US considers ‘modified incorporation’ of IFRS

US considers 'modified incorporation' of IFRS

US standard setters urge keeping the name US GAAP but merging with IFRS where possible

US STANDARD SETTERS are calling for “modified incorporation” of global accounting standards, after national regulator the SEC said it needed more time to decide on convergence.

Financial Accounting Standards Board chairman Leslie Seidman (pictured) said international standard setters should be responsible for writing the rules used by US companies, but the name US GAAP should not change due to practical considerations.

Under her vision, the FASB would gather input and research, while refraining from working on standards being tackled by the IASB.

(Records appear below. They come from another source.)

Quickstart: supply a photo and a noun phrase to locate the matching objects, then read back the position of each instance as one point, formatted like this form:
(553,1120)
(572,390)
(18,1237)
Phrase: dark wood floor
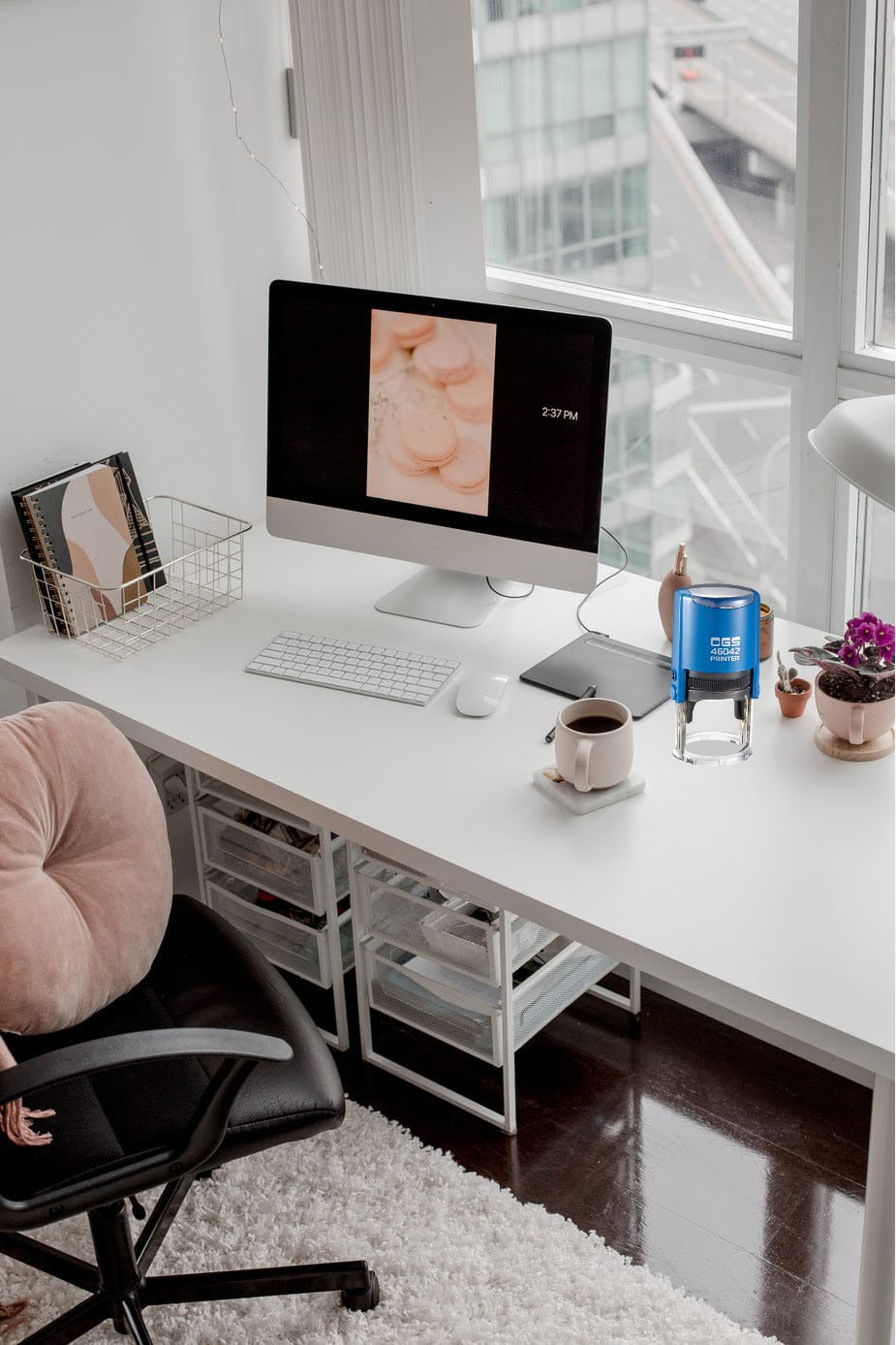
(732,1168)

“In order to ultimately endorse a standard for your country or region, you have to have been an active participant in these processes yourself,” Seidman continued.

Her speech came one day after SEC chief accountant James Kroeker warned the regulator will miss its deadline to decide on IFRS by the end of the year.

The accountancy heavyweights were addressing the American Institute of CPAs conference and Hans Hoogervorst, chairman of the IASB, also commented on the contentious process.

Hoogervorst again underlined the benefits of globally comparable standards, tempering this with a nod to the “challenges and significant pressures facing the SEC in making its decision”.

Hoogervorst and Seidman alike acknowledged the original aim of complete convergence of IFRS and US GAAP is increasingly remote.

Seidman said while joint work should continue on priority projects such as revenue recognition, “we do not believe indefinite convergence is a viable option, politically or practically. As any observer can see, this process is challenging technically and administratively.”

Hoogervorst said: “Our convergence history with FASB has been extremely useful in getting us to a point where IFRS and US GAAP are much improved and closer together,” but warned strongly against accepting this status quo and allowing national variations on IFRS, known as carve-outs.

Both standard setters made reference to future institutional arrangements. One possibility is that national bodies will be more engaged, a suggestion from the US Financial Accounting Foundation that has received widespread support.

Assuring the US of the IASB’s continued commitment, Hoogervorst concluded: “There should be a clear timeline for the completion of the initial ‘endorsement process’. There should also be a presumption that – given full due process and extensive involvement of the national standard-setter – non-endorsement would be very rare indeed. Once the initial process of endorsement is completed, US companies should be able to assert compliance with both US GAAP and IFRS.”